An approach that is closely connected to general adaptive designs is that of group-sequential designs. For these, a maximum number of groups is first pre-specified. Subjects are then recruited sequentially and an interim analysis is performed once the results for a full group have been obtained. The value of a summary statistic that includes the information from all groups seen so far is computed and used to decide whether to stop or continue the trial. The main body of the theory is built on the often reasonable assumption of a normally distributed summary statistic, which allows us to use methods to compute the characteristics in a numerically efficient manner (recursive integration formula, Armitage et al. (1969)). A number of different group-sequential designs have been suggested in the literature (e.g. Pocock, 1977, O’Brien and Fleming 1979). These classical designs can be seen as special cases of the more general adaptive approach that we have used in this paper. Whereas the group-sequential approach may lead to a certain degree of flexibility in the total sample size of the trial by allowing for early termination at an interim analysis, it does not allow for things such as sample size reassessment or the dropping of one or several treatment arms. For a comprehensive treatment of the group-sequential approach, see for example Jennison and Turnbull (2000).

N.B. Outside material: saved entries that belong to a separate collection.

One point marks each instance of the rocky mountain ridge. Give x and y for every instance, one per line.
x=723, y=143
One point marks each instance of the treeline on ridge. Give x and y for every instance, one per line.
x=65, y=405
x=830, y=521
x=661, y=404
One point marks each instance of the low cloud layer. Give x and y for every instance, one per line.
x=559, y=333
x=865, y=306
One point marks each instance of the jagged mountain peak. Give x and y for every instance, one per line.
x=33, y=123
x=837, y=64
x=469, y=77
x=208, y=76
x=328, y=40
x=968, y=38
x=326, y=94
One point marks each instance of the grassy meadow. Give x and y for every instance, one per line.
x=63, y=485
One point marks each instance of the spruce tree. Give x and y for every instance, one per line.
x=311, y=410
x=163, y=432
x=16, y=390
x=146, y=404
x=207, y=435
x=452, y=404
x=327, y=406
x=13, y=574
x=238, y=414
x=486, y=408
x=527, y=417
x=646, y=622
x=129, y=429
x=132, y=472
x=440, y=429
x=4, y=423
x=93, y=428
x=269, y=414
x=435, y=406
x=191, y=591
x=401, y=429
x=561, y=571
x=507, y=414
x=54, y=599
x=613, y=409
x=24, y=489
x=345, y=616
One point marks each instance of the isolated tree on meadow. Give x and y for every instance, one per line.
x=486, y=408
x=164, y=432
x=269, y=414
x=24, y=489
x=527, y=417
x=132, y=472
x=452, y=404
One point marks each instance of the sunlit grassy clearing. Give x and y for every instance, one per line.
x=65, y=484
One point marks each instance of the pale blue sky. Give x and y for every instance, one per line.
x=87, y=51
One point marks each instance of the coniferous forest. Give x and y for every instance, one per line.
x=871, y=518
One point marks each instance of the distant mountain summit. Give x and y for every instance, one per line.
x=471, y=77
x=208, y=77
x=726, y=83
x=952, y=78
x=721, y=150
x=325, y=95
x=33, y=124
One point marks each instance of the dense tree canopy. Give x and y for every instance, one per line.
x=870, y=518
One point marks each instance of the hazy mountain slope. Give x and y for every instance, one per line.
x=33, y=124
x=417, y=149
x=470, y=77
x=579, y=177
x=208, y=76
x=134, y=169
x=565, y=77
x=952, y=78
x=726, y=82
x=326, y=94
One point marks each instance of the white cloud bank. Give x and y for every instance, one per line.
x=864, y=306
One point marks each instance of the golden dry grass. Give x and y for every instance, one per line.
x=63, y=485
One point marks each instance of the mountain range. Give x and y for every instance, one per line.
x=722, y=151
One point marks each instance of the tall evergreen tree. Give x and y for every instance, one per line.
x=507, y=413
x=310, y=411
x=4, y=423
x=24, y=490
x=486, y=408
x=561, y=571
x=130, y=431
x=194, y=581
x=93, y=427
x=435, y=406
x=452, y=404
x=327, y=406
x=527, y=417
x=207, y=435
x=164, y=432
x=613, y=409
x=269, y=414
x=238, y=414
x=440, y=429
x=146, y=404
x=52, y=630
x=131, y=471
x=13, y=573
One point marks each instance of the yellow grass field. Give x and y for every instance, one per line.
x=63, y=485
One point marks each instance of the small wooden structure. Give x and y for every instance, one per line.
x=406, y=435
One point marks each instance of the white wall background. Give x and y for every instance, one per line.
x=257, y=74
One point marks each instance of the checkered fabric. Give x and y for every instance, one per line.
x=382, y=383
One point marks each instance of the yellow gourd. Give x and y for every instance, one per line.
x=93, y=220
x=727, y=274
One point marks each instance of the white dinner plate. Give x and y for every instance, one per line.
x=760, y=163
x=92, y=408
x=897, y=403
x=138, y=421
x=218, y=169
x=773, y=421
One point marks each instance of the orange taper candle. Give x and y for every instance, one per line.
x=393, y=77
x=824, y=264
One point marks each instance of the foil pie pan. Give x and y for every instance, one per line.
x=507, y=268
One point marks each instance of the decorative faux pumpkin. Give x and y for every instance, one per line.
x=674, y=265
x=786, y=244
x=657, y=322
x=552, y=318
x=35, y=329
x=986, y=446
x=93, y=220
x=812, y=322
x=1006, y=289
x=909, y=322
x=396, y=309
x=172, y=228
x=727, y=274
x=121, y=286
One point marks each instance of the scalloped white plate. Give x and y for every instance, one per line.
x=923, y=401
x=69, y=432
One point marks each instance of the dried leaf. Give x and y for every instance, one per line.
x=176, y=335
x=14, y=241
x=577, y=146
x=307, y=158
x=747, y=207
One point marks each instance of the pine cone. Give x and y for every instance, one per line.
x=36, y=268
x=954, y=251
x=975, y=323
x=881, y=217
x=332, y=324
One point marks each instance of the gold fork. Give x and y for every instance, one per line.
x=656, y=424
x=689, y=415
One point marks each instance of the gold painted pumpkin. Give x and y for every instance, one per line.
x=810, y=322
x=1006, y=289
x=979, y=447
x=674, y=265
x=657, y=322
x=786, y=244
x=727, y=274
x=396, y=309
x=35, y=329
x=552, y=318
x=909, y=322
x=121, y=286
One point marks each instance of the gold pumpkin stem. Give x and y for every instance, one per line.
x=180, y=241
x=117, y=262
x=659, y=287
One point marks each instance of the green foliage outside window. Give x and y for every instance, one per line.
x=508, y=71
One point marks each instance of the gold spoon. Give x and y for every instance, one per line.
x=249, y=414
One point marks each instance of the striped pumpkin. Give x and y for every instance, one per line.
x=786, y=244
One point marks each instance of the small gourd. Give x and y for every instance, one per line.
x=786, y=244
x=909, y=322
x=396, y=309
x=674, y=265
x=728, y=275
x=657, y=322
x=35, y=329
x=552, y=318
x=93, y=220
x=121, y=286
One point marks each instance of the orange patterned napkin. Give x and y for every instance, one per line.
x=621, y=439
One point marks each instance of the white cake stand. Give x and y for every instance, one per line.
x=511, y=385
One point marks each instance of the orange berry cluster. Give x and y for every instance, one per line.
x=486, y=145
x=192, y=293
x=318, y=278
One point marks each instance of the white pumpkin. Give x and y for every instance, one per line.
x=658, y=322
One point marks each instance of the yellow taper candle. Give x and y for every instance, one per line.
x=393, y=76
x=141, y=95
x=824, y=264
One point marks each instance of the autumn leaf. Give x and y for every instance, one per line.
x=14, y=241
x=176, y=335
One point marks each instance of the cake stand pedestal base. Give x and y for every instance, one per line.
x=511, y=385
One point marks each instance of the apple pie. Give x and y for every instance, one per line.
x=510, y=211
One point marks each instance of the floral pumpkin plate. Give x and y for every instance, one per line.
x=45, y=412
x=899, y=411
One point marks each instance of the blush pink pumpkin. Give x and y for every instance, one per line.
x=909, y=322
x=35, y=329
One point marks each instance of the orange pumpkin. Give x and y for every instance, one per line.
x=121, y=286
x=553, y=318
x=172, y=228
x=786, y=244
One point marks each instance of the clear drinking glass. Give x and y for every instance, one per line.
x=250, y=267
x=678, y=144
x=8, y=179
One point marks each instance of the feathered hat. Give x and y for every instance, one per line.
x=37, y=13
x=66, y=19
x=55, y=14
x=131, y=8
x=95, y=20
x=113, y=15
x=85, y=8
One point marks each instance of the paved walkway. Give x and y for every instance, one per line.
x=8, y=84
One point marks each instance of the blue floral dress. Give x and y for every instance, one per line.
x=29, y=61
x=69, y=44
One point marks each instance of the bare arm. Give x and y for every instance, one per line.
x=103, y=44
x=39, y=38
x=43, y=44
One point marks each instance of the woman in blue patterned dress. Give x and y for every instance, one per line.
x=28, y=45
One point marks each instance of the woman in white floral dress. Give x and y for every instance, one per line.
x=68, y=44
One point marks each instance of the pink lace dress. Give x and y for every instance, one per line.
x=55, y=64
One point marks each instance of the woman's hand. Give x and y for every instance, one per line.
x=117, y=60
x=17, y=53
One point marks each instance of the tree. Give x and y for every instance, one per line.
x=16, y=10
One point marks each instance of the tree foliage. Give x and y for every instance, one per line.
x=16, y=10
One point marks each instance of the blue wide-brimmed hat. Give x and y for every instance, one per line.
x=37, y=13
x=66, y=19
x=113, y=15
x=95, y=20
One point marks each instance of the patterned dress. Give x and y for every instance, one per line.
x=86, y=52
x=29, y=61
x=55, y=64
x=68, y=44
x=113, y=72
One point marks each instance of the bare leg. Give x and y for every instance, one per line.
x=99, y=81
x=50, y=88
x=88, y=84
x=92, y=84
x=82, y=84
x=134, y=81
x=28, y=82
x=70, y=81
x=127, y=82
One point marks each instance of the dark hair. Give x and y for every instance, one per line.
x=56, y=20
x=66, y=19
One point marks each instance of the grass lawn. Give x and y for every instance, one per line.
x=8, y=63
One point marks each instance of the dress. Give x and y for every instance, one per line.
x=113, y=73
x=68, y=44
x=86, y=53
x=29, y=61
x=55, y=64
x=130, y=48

In principle, adaptive designs could also be applied for replication studies. Still, some conceptual aspects have to be considered. Like in regular replications, one would first have to consider whether the original study can be considered adequately powered. If the conclusion is positive and there are limited resources, the researcher may maximize the probability of replicating an effect by simply focusing on the treatment with the largest effect (using regular power analysis methods). Similarly, a finding of an adaptive experiment will also typically be confirmed using a regular experiment (e.g. for clinical trials). In relation to this, one may wonder whether the approach outlined in the paper could be used to engage with questionable practices, such as p-hacking, e.g. by omitting the first stage from the presented paper. While outright fraud can never be ruled out, we believe it is not of practical concern. The main reason is that there is not much to gain from hiding the first stage. If data of the first stage would be omitted (which would make it easier to present a consistent description of the data collection), the loss of observations, and thus the loss of power, respectively the increased variability of the estimate, would even weaken the results. Additionally, authors will likely have to preregister their research, which would make this type of behaviour more difficult.

Summarising, the general framework outlined in the present paper is a valuable extension of the methodological toolkit in experimental economic research. It can be applied in many experimental settings using existing, open-source software and has the potential to foster the efficient usage of the resources available to the researcher.